Clare Celeste, Artist of Gems and Fish 1000 Piece Puzzle

How does your artistic process compare from creating 3D installations to creating a piece for a puzzle?

"I create both my puzzles and my installations in Photoshop, so the creative process is quite similar in the beginning. One difference is that I have more freedom when designing the puzzle as I can choose very delicate and fine imagery. When I design my installations, I am always limited by which images I can realistically cut out!

Although my puzzle designs are two dimensional, I try to create as much depth and detail as possible. I try to make them feel visually lush and immersive, so one can seek and find imagery as one would when walking through one of my installations. 

When I create my three-dimensional works, I print out the elements, hand cut them out, and then finally install them into the space.

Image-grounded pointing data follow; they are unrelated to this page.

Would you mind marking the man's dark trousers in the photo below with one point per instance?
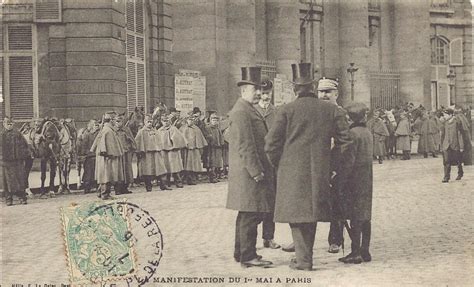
(335, 233)
(268, 226)
(246, 235)
(303, 237)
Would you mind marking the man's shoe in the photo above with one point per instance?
(334, 248)
(366, 257)
(294, 265)
(237, 259)
(164, 187)
(256, 263)
(271, 244)
(352, 258)
(289, 248)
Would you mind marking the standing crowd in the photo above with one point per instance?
(305, 162)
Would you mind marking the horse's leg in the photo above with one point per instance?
(52, 174)
(43, 175)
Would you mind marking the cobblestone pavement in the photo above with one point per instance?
(422, 234)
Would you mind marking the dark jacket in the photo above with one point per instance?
(356, 173)
(299, 145)
(247, 159)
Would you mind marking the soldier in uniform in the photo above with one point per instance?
(15, 151)
(251, 189)
(109, 157)
(299, 145)
(129, 146)
(84, 149)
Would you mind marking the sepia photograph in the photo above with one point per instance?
(236, 143)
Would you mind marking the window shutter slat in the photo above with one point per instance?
(21, 87)
(139, 16)
(140, 48)
(1, 38)
(20, 38)
(140, 85)
(131, 87)
(2, 99)
(455, 52)
(130, 12)
(443, 94)
(130, 45)
(47, 10)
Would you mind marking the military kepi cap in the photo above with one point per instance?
(302, 73)
(325, 84)
(250, 76)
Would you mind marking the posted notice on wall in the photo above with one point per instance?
(282, 90)
(190, 90)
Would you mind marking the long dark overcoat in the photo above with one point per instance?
(299, 145)
(247, 159)
(357, 169)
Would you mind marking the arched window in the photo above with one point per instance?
(439, 51)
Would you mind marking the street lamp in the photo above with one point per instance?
(351, 70)
(452, 82)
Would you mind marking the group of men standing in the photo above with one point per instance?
(286, 167)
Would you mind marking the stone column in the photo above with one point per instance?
(95, 58)
(412, 50)
(354, 48)
(283, 34)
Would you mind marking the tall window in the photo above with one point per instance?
(439, 51)
(17, 84)
(136, 76)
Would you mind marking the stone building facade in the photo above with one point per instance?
(70, 58)
(389, 41)
(79, 58)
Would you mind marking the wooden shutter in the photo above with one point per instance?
(131, 86)
(1, 38)
(443, 94)
(455, 52)
(2, 94)
(20, 38)
(47, 11)
(130, 45)
(21, 87)
(141, 85)
(139, 16)
(130, 15)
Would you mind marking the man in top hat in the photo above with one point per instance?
(328, 91)
(15, 151)
(129, 146)
(299, 145)
(267, 112)
(109, 157)
(251, 178)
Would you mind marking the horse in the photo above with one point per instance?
(47, 147)
(135, 120)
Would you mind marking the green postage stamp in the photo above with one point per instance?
(97, 239)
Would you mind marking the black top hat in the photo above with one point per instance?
(250, 76)
(302, 73)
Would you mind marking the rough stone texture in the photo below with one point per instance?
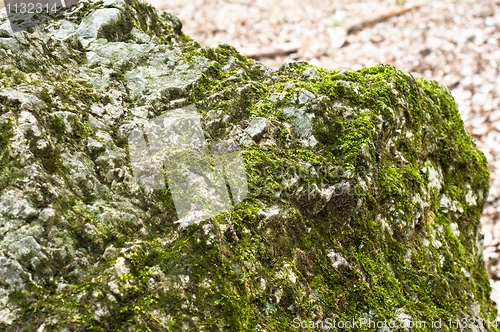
(365, 191)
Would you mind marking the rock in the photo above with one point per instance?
(339, 194)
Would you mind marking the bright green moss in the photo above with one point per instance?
(349, 227)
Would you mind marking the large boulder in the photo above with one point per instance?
(281, 199)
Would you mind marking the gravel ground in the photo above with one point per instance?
(454, 42)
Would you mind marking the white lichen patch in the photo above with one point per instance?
(447, 204)
(405, 320)
(435, 176)
(286, 272)
(271, 212)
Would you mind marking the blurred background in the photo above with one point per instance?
(456, 42)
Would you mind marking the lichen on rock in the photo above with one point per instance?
(364, 189)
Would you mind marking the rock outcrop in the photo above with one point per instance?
(359, 199)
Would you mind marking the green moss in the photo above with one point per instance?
(389, 148)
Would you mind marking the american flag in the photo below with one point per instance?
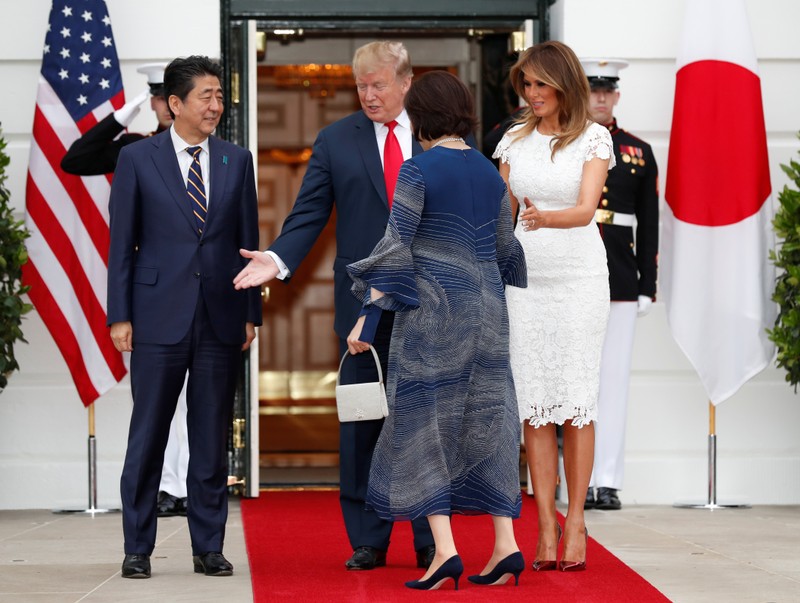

That final part of the process involves a lot of tape, putty, string, ladders, problem solving - and a good playlist."

You have a strong focus on the environment throughout your work, have you always been eco-focused?

"Before becoming an artist, I worked in Policy and I actually hold a Master's in Public Policy from UCLA. I was always interested in green urban planning, community outreach and development, and essentially how to make urban spaces more healthy, vibrant and equitable. 

It has been a slow process of merging my artwork with my policy interests, but I believe they have started to come together nicely in the last few years. I used to use only found imagery in my artwork (for instance, the installation Intimate immensity was made entirely from found imagery) But these days, I pull my collage imagery primarily from the Biodiversity Heritage Library. As I use illustrations from 1900 and earlier, many species in my artwork have vanished or are vanishing. When I started looking into how many species I was using were already extinct or facing extinction, I was really gutted and alarmed. 

This adds a layer of ecological urgency to my work. To address this aspect of my practice, I have an ongoing collaboration and creative dialogue with scientist Louisa Durkin of the Gothenburg Global Biodiversity Center. Louisa is wonderful and helps me to understand the crisis and also keeps me focused on solutions. "

What recommendations do you have for an eco-friendly lifestyle?

"My first suggestion is to educate yourself on the climate and biodiversity crises and then start talking about it with your friends and family! I recently read the book “All We Can Save” and I cannot recommend it highly enough. I read it with a circle of other women and that was truly one of the most nourishing experiences of my adult life. 

The podcasts “Outrage and Optimism” and “Mothers of Invention” also are wonderful- they make me laugh and keep me informed. 

There is a wonderful podcast called How to Save a Planet that I really recommend, and I particularly recommend the episode “Is your Carbon Footprint BS?” (Hint, it sort of is. And the term Carbon Footprint was invented by… BP.) This is a great episode to listen to if you are asking yourself the question “what should I do?”

I think it is important to focus on systemic changes like holding the fossil fuel sector to task on its role in, well, destroying life on earth. One way is to vote in every election and then to put pressure on elected officials to act urgently on climate change and biodiversity. The Environmental Voter Project is a great organization to support! I make a monthly donation. :)

Another way is to “green our money.” We can do this by divesting our money from banks that fund fossil fuel infrastructure. Banks like Chase, Citi, Bank of America and TD Bank are currently funding an absolutely disastrous pipeline (Pipeline 3 by Canadian oil company Enbridge) that must be stopped if we are to protect our water, honor our treaties to Indigenous peoples, and turn the tide on our emissions. You can check out how to get involved and support frontline, indigenous water protectors here. 

In terms of individual actions, cutting out beef entirely from your diet is a GREAT way to have an immediate impact. I am a vegetarian and eat a mostly plant-based diet and it is not only good for the environment, it also is delicious and I feel much healthier. :) But even just reducing your intake of animal products can have a meaningful impact on the climate and the earth!"

 When did you start creating collages?

"I have always made collages. I actually kept a very elaborate scrap book all throughout high school that I still have. But I always saw collage as something I did for myself and never thought to make the collages public. I used to make paintings and I would often plan the compositions for the paintings using collage. One day in my late 20’s I realized that I liked the collage more than the final painting, and that was when I started taking my collage work more seriously."

 Have you always wanted to be an artist?

"Yes, when I was a little kid I always wanted to be an artist. But I also wanted to be a writer or a marine biologist! Those were the three contenders. :) And I must say that the Venn Diagram of interests, versus a singular focus, is still an issue today. I am an artist, but I also love writing and communicating. And of course, the interest in the natural world and ecology is ever-present. So I am happiest when projects somehow integrate those three interests. My project The Garden did this nicely, for example."